Local authorities up and down the country are becoming increasingly challenged to meet the funding gap. Although the local government settlement in 2023/24 increased in real terms, central government funding is not keeping pace with the rising costs of serving an expanding, and ageing population, leading to the demand on services inexorably growing. This is now being exacerbated by the rate of inflation seen for forty years and a far-reaching cost-of-living crisis.

Indeed, if one were to dream up the most testing scenario for local government in a virtual reality exercise, you would probably come up with the kind of myriad of pressures we see before us right now.

No more fat to trim?

Councils have become adept at making finances stretch to meet immediate needs, finding cost efficiencies, pruning back on some optional services and driving up commercial and other income. The problem is that many feel they have taken this as far as they can: they are running out of options.

Most councils are already increasing council tax by the maximum permitted amount each year (4.99 per cent for 2023/24). More and more are dipping into their reserves to meet shortfalls and fill budget gaps. This may work as a short-term expediency – but what happens when the reserves run out?

There are no easy answers to the very real financial challenges being faced. However, on the cost management side, there are certainly a number of best practice approaches to value delivery that can make a significant difference to the balance sheet. Through a combination of efficiencies, it is possible to really grip expenditure and create an ‘air gap’ that leaves some space for longer-term transformation planning.

The biggest cost on any council balance sheet is, of course, staff. But a lot of authorities have already streamlined as much as they can, whilst trying to preserve the dedicated and knowledgeable talent that they need. Agency staff costs are an area where there is scope to find efficiencies – but with huge demand in areas like children’s services and adult social care, agency resource has become indispensable too. Options to cut back here are limited.

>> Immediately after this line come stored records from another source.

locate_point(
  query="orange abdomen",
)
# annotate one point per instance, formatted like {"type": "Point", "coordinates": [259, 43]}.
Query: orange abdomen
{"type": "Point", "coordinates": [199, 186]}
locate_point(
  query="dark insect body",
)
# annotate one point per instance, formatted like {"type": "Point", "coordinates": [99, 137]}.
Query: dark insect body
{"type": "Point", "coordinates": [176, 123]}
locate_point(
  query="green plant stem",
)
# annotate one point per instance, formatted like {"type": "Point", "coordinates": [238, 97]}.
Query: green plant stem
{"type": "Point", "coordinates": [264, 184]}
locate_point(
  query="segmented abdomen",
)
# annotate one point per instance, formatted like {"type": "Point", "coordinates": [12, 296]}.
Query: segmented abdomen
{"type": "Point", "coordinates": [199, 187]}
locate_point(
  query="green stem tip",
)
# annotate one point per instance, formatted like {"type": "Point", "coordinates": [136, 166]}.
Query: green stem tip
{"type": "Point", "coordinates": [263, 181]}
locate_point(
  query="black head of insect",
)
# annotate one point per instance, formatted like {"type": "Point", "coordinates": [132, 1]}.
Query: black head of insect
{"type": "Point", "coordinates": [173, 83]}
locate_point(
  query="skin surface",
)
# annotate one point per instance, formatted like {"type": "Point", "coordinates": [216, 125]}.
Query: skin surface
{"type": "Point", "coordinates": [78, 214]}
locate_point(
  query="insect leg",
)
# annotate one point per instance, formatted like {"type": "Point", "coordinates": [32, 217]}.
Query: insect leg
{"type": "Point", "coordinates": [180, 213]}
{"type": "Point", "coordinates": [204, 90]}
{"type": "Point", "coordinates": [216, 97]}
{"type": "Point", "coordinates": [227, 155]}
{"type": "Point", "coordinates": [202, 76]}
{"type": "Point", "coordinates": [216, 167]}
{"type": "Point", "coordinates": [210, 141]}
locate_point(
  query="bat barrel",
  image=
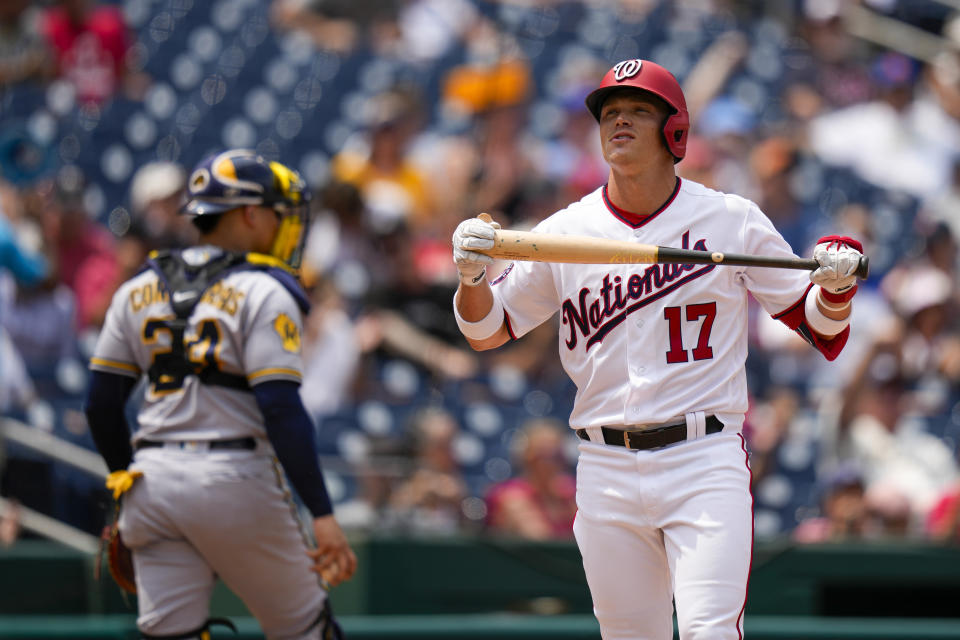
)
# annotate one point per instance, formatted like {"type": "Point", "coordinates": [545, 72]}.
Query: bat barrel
{"type": "Point", "coordinates": [669, 254]}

Honing in on third party spend

As a controllable cost, it is third party spend where there is the highest potential for authorities to sustainably manage costs down – without harming quality of service delivery, if approached the right way.

In our work with councils, we are seeing some of the most successful outcomes arising when councils take third party spend back to first principles and ask themselves a series of simple but searching questions:

Do we really need this service or product?
Sometimes, services are procured just because they always have been. But how much value are they really adding? Do they stack up on a cost/benefit basis? And then there’s the ‘make or buy’ question: do they need to be externally provided – or could the service or product be delivered more economically in-house?

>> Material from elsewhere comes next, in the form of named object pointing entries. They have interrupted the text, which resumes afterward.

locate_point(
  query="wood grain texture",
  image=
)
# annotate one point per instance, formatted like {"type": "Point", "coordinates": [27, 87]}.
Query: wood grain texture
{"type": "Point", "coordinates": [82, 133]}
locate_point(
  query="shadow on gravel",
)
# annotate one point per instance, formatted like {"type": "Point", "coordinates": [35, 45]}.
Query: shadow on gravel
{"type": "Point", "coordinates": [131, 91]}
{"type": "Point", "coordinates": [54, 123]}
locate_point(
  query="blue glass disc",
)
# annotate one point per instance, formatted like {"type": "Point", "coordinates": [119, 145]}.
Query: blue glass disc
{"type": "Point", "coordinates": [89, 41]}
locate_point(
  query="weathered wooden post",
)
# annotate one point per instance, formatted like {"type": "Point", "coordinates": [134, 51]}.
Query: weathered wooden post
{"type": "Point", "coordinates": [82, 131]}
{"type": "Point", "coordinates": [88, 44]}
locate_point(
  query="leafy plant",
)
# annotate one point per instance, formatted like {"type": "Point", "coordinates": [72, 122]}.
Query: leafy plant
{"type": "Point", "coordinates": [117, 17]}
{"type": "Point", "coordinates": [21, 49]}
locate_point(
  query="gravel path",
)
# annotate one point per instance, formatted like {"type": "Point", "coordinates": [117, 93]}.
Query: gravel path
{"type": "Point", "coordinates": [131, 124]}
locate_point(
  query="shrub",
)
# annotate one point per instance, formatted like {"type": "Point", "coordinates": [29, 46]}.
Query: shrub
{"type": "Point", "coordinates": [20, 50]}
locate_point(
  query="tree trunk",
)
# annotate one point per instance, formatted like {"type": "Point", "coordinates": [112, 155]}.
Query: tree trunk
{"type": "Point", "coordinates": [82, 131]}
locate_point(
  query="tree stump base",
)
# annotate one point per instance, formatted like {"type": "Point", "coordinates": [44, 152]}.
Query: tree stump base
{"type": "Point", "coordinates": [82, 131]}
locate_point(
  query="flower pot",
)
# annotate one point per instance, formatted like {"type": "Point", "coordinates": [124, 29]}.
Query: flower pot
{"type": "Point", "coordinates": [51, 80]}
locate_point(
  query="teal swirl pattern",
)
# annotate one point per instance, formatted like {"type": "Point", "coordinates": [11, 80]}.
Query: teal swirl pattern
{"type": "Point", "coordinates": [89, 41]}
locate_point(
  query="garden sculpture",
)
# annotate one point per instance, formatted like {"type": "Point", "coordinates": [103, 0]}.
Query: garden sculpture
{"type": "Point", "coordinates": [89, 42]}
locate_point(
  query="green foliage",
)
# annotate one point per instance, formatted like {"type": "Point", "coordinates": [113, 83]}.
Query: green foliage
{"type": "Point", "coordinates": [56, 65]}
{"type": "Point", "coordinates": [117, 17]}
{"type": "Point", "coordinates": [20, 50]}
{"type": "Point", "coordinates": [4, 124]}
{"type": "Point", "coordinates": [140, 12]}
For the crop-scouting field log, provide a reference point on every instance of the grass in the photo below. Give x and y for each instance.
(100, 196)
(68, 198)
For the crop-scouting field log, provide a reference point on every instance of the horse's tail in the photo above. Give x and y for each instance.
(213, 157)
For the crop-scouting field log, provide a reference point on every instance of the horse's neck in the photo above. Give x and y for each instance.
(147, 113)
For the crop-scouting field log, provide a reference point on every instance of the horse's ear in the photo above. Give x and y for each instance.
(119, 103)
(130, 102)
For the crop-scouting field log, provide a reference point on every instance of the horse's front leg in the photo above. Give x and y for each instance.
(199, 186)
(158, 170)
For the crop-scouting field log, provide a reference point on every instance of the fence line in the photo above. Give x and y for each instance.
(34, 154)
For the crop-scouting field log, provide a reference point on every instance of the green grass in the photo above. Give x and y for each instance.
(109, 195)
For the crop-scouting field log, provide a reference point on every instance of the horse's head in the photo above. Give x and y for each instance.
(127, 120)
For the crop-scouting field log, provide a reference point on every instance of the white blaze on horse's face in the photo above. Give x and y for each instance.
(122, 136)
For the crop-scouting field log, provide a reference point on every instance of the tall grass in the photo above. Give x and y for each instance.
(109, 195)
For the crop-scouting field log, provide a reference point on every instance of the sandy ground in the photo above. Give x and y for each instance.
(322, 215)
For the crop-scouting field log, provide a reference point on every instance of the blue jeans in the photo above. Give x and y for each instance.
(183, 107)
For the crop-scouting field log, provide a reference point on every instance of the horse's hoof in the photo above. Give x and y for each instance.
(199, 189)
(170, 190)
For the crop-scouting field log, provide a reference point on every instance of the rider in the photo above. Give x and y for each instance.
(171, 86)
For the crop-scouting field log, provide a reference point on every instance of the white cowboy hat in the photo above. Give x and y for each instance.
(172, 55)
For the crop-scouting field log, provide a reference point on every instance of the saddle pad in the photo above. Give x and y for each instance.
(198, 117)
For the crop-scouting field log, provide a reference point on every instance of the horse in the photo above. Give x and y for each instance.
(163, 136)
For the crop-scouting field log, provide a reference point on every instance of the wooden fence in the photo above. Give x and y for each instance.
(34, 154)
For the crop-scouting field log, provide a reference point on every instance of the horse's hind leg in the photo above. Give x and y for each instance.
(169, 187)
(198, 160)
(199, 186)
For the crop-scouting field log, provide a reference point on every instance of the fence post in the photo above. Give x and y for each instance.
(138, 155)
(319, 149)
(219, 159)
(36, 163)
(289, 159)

What about the specification design?
Authorities often tend to ‘over-specify’ what a service needs to deliver. A common example here is with ICT, where authorities are paying a premium for unnecessarily comprehensive technical support and maintenance. Involve potential bidders in the design process – what specifications do they believe are actually needed and what requirements are unnecessary cost? Getting the specification right will certainly mean better value for money, when factoring in that the service will deliver what it needs to, at a lower cost base.

Can we rationalise our contracts?
We frequently find that Councils have multiple contracts with different suppliers– for example housing repairs and maintenance, or ICT systems. Consolidating these down to fewer providers can generate efficiencies and savings through a cost/volume approach (while benefiting the suppliers as well).

Are we considering strategic partnerships for key services?
The procurement and contract renewals process can be never-ending – a merry-go-round that starts up again each year. This takes up internal time and resource – so is a cost in itself. Instead, ask yourself whether any key services could be better performed through a strategic partnership with a trusted supplier and consider extending contract where it makes sense from a value for money perspective. Putting the relationship on a long-term footing has benefits on both sides. In return for the extended revenue certainty during unpredictable times, the provider may well agree to a reduced rate too – saving the authority further sums. Frank and open discussions around what a supplier can do the reduce their costs, rather than impact their profit margins, and agree tolerances around service delivery with Councils, is usually an untapped lever for delivering improved value for money.

Is anyone tracking supplier spend against performance?
It sounds simple, but all too often in the everyday scramble to keep on top of things, do Councils really have the time to stand back and assess supplier performance on a systematic basis. Contract management is often left to the service areas themselves – but they tend to have manage this with competing demands caused by business as usual activities. Make sure you have a clear process, between the respective service areas, procurement and finance, to review supplier performance in key areas of spend. Are they meeting targets and KPIs? Is expected value being delivered? If not, what mechanisms exist to secure a rebate, renegotiate more favourable terms, or move the business to another supplier? Central government research has shown that up to 9% of value that’s being lost can be recovered through better contract management.

Are we collaborating with other councils and bodies?
There may be scope to co-create service design and delivery with neighbouring councils, gaining cost efficiencies through synergies and scale. This also applies with NHS partners, where collaborating with ICSs can unlock savings – for example through dynamic purchasing systems for residential and nursing care across an area, helping to control prices and outflows.

In combination, these measures can make a significant difference to an authority’s spending outflows and help open the way to navigate the cash squeeze pressure.

With that peace of mind, authorities can then devote more time and resource to carrying out longer-term transformational initiatives including digitisation and automation to drive a step change in costs and performance, and create organisational resilience for the future.